The changes are welcome, but they are minor enough that they do not fix the chief flaw of broad sanctions, namely that they indiscriminately harm the entire population in response to the actions of a relative few. Syria sanctions are often justified as a means of ensuring accountability for the wrongdoing of the Syrian government and its allies, but what kind of accountability is it that mostly harms the innocent and leaves the perpetrators relatively unscathed?
“Pointless” is one of the most common descriptions that critics have used for the Caesar Act sanctions that started to be implemented in 2020. While broad sanctions and the threat of secondary sanctions on anyone that does business with entire sectors of the Syrian economy have done tremendous damage in the last few years, they have done nothing to advance U.S. interests. Like every other version of “maximum pressure” economic war, Syria sanctions hurt millions of people but have little effect on those in power or their behavior.
As analyst Sam Heller warned several years ago, “these sanctions have a human cost that is real, now.” That cost is often ignored or denied in Washington, but when a disaster like this earthquake happens it forces us to remember the pitiless economic war that our government was already waging on the population there.

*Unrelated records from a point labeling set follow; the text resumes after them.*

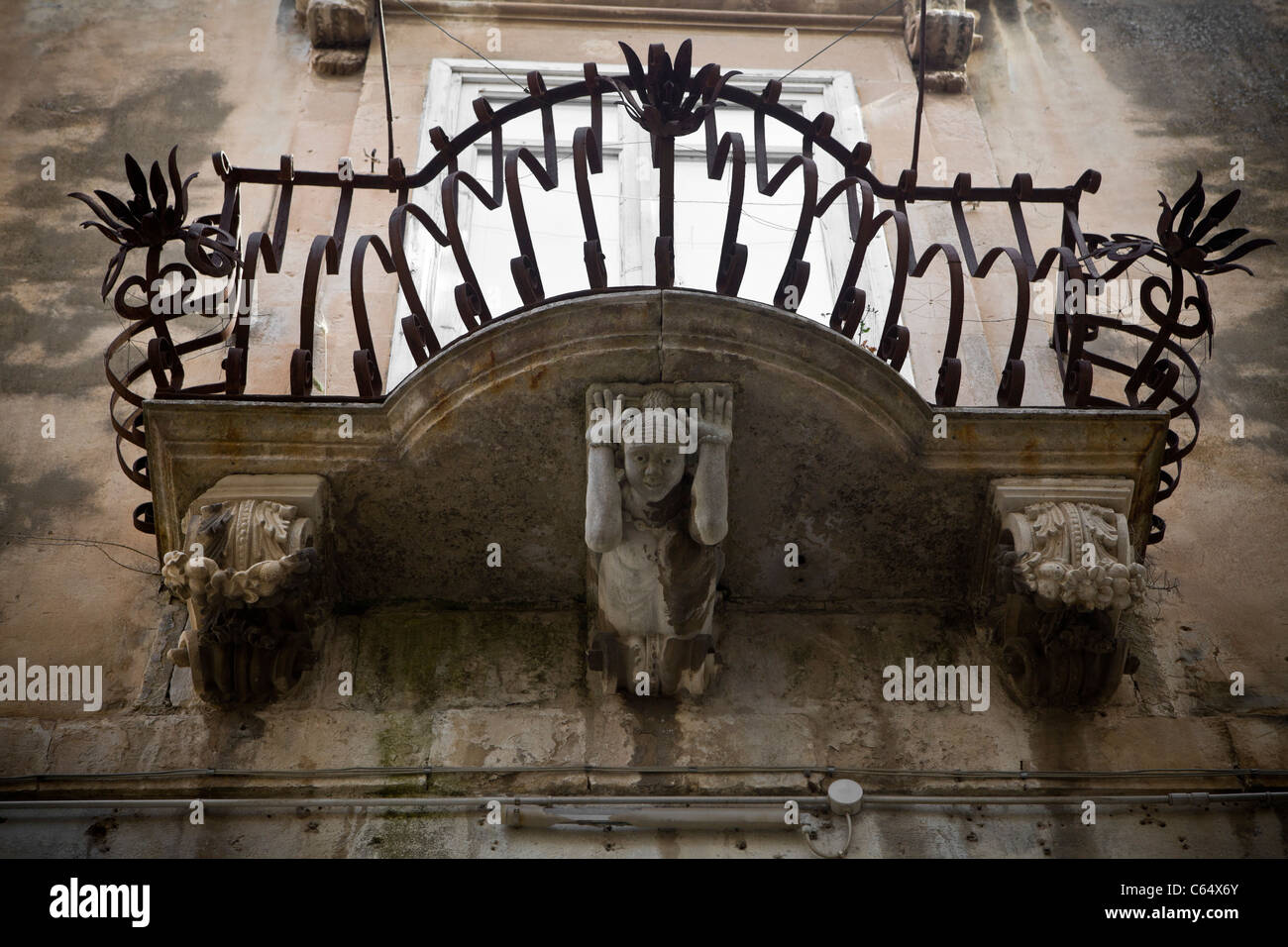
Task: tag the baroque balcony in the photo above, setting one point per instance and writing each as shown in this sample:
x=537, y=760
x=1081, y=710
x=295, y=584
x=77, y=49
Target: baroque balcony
x=1026, y=517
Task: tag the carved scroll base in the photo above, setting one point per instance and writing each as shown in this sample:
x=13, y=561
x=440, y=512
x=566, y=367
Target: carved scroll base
x=252, y=575
x=671, y=664
x=1064, y=571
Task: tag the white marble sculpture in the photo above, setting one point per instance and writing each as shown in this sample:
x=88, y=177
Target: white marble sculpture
x=656, y=514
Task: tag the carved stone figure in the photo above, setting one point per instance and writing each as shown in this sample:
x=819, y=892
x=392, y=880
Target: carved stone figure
x=1065, y=575
x=656, y=514
x=250, y=574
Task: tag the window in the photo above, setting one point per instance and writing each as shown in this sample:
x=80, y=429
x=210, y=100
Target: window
x=626, y=202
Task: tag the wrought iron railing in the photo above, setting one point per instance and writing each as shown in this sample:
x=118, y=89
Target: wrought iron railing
x=670, y=101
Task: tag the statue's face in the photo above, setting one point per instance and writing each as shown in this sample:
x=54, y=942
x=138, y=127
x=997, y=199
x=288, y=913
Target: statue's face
x=653, y=471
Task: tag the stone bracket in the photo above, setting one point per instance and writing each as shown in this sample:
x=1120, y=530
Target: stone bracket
x=1059, y=571
x=252, y=574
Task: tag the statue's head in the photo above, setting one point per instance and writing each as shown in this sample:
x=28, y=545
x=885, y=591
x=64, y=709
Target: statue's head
x=653, y=470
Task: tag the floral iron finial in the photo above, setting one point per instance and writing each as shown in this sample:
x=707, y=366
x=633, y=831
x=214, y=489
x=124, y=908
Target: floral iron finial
x=149, y=221
x=671, y=102
x=1181, y=243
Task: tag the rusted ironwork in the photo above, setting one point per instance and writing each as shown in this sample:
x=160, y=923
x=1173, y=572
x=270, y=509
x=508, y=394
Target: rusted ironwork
x=669, y=101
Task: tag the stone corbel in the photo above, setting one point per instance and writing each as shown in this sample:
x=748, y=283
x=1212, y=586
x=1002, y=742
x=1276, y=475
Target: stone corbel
x=340, y=33
x=1057, y=579
x=252, y=574
x=949, y=39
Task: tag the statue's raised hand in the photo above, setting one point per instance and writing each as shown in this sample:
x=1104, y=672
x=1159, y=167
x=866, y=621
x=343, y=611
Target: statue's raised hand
x=600, y=432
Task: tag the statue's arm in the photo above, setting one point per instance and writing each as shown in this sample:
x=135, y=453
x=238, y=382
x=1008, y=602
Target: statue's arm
x=603, y=491
x=708, y=518
x=603, y=500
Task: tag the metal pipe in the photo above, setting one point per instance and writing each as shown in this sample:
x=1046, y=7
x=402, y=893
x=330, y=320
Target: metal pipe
x=589, y=768
x=772, y=804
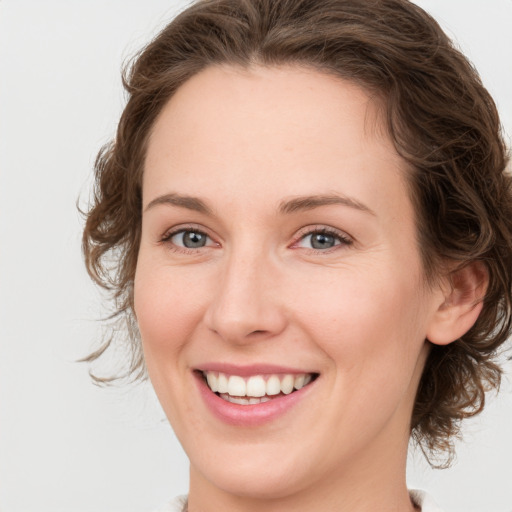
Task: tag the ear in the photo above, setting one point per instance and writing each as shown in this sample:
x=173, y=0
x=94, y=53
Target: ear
x=464, y=291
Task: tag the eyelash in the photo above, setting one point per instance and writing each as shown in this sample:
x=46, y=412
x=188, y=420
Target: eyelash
x=166, y=239
x=344, y=239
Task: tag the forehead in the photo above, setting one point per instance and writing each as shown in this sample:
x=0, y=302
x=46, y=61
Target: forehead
x=280, y=129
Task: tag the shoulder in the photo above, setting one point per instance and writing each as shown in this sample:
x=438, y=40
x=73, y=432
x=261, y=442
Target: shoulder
x=175, y=505
x=424, y=501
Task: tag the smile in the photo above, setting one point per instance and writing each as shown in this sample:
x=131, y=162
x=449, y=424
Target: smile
x=255, y=389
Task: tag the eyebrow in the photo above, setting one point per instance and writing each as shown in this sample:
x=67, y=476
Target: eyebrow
x=310, y=202
x=301, y=203
x=188, y=202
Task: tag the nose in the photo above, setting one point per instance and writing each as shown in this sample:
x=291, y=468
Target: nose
x=246, y=304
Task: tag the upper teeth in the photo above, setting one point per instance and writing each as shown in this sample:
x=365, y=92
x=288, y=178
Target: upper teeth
x=256, y=385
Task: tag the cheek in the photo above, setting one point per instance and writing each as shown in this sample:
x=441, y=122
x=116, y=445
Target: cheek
x=366, y=320
x=167, y=308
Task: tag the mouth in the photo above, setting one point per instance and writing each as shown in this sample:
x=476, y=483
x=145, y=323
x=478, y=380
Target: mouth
x=255, y=389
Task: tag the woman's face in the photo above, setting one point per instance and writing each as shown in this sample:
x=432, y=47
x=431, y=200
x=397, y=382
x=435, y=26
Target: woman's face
x=279, y=247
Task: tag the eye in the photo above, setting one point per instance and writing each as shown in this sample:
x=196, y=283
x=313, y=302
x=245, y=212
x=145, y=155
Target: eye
x=188, y=239
x=323, y=239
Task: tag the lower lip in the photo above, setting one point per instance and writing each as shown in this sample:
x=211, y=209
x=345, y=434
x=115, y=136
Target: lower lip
x=249, y=415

Journalist Matthew Petti has noted the differences between the current response to disaster in Syria and comparable earthquake emergencies in previous decades: “There was once a time when earthquake relief transcended — and even helped mend — political divisions. From the late 1980s to the early 2000s, political adversaries extended a hand to each other several times during severe natural disasters.”
Washington is reluctant to do anything that might hint at normalization of relations with the Syrian government after more than a decade of hostility, but it should be willing to make an exception for extraordinary circumstances when the humanitarian needs of the population are so dire. As distasteful as engaging with the Syrian government may be, it is worse to continue strangling innocent people with sanctions in order to spite that government.
Significant sanctions relief by itself is no panacea, and it will not alleviate all the suffering of the Syrian people, but it will remove one major obstacle to relief, recovery, and reconstruction in the months and years to come. The humanitarian case for such relief is overwhelming. Putting it into practice will require the administration to recognize the bankruptcy of sweeping sanctions.